1.6 Limit Theorem
1.6.1 Central Limit Theorem
https://en.wikipedia.org/wiki/Galton_board
Theorem 1.2 Let \(X_1,X_2,\cdots,X_n\) be a sequence of independent and identically distributed (i.i.d.) random variables with finite mean \(\mu\) and finite variance \(\sigma^2\).
Let \(\bar{X}_n = \frac{1}{n}\sum_{i=1}^n X_i\) be the sample mean, \(Z_n = \frac{\bar{X}_n−\mu}{\sigma/\sqrt{n}}\) be the standardized sample mean.
Then, as \(n\) approaches infinity, the distribution of \(Z_n\) converges to a standard normal distribution, i.e.,
\[ \lim_{n \to \infty} P(Z_n \leq z) = \Phi(z) \]
where \(\Phi(z)\) is the cumulative distribution function of the standard normal distribution.
Special Case:
https://en.wikipedia.org/wiki/De_Moivre%E2%80%93Laplace_theorem
https://en.wikipedia.org/wiki/Illustration_of_the_central_limit_theorem
1.6.2 Probability inequality
1.6.2.1 Markov inequality
Let \(X\) be a non-negative random variable. Then for any \(a>0\),
\[\begin{equation*} P(X \geq a) \leq \frac{E[X]}{a} \end{equation*}\]

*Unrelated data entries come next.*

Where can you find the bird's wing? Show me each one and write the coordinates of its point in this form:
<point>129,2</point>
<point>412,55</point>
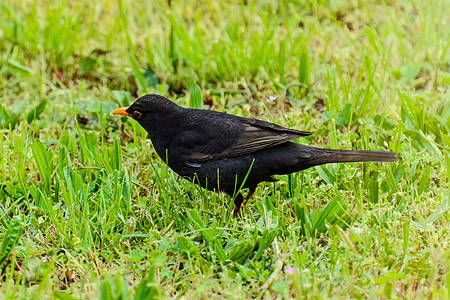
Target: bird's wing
<point>232,137</point>
<point>258,135</point>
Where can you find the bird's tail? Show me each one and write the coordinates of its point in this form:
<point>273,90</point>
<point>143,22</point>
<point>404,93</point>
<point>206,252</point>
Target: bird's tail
<point>325,156</point>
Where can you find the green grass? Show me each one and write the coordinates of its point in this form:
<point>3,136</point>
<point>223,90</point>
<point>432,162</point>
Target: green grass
<point>88,210</point>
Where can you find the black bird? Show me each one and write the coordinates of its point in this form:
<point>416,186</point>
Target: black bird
<point>217,150</point>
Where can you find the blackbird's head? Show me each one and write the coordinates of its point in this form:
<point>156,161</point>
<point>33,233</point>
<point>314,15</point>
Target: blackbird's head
<point>148,109</point>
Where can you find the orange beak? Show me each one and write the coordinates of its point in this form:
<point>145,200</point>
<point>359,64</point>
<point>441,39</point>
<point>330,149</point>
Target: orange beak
<point>121,111</point>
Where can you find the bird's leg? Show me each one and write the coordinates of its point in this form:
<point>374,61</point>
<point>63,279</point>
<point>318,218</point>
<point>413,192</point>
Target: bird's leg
<point>238,203</point>
<point>251,191</point>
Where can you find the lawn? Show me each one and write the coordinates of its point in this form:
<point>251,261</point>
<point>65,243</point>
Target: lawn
<point>89,211</point>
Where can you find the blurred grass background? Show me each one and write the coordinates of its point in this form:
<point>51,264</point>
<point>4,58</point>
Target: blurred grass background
<point>89,211</point>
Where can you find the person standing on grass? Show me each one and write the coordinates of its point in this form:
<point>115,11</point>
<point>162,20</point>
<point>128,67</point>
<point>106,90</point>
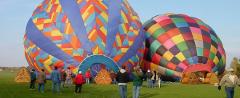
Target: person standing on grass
<point>122,79</point>
<point>159,79</point>
<point>137,81</point>
<point>154,78</point>
<point>56,80</point>
<point>68,81</point>
<point>230,81</point>
<point>113,77</point>
<point>63,77</point>
<point>88,76</point>
<point>149,76</point>
<point>33,77</point>
<point>79,81</point>
<point>41,81</point>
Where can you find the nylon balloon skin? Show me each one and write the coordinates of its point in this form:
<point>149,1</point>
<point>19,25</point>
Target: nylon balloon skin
<point>178,43</point>
<point>63,33</point>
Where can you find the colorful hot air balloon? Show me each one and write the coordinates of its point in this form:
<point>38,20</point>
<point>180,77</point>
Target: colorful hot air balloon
<point>81,33</point>
<point>178,43</point>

Let \(I\) be the indicator random variable for the event \(\{X \geq a\}\), defined as: \[ I = \begin{cases} 1 & \text{if } X \geq a \\ 0 & \text{if } X < a \end{cases} \] Since \(X\) is non-negative, we have \(X \geq aI\) for all possible values of \(X\). Taking the expectation of both sides:
\[ E[X] \geq E[aI] = aE[I] = aP(X \geq a) \] Dividing both sides by a gives the desired result:
\[ P(X \geq a) \leq \frac{E[X]}{a} \]
1.6.2.2 Chebshev inequality
Let \(X\) be a random variable with finite mean \(\mu\) and variance \(\sigma^2\). Then for any \(k>0\),
\[ P(|X - \mu| \geq k\sigma) \leq \frac{1}{k^2} \]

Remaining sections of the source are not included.